Well, I won the auction for £6 and duly drove to Haslemere to collect it.

The electric gates to the seller's house were interesting, the gravel drive through the grounds up to the house were interesting too. Luckily they didn't set the hounds on this dodgy looking Skint Sailor (I phoned ahead so I was expected).

The house owner led me to his outhouses and there she lay; the biggest anchor I've seen in a while. The word "Wow" did pass my lips when I first clapped eyes on it. Its a monster: the shank of the anchor is over a metre long! I sheepishly handed over my £6 and mentioned he would have got more money weighing it in for scrap. I carried it down the gravel drive and through the impressive electric gates back to my car.

Here it is filling half of my car's boot, bear in mind this is the boot of a Volvo V70 which isn't exactly small:

I reckon that the weight of it alone will keep a 20ft yacht anchored! Its probably more suited to something twice or three times the size.

Just need some way of storing it or mounting it on the bow of Jim's yacht, maybe with some weight in the stern to counterbalance it!

Last weekend saw 5.3 metre tides which is pretty high. I went down to Eastney yesterday and noticed that a few of the boats had moved around on the beach. The Snapdragon had stripped one of its beaching legs off:

Of course big incoming tides mean a rapid outflow out of the harbour. A yacht was struggling to get in even hugging the shore.
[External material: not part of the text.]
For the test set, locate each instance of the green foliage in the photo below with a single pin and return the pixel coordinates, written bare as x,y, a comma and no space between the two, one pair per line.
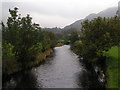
26,37
113,61
98,35
7,50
In the end they couldn't beat the tide and ferried across to the waiting buoys, although hooking up to that was a mission. That stream of turbulence in the foreground is a buoy that has been dragged under the surface by the flow. Not an easy thing to hook up to.

During my time up North last weekend I still managed to do something boaty by visiting the canals and rivers.

Anyway, I've yet another busy weekend this coming weekend. I'm working, so not much boatyness going on at all unfortunately.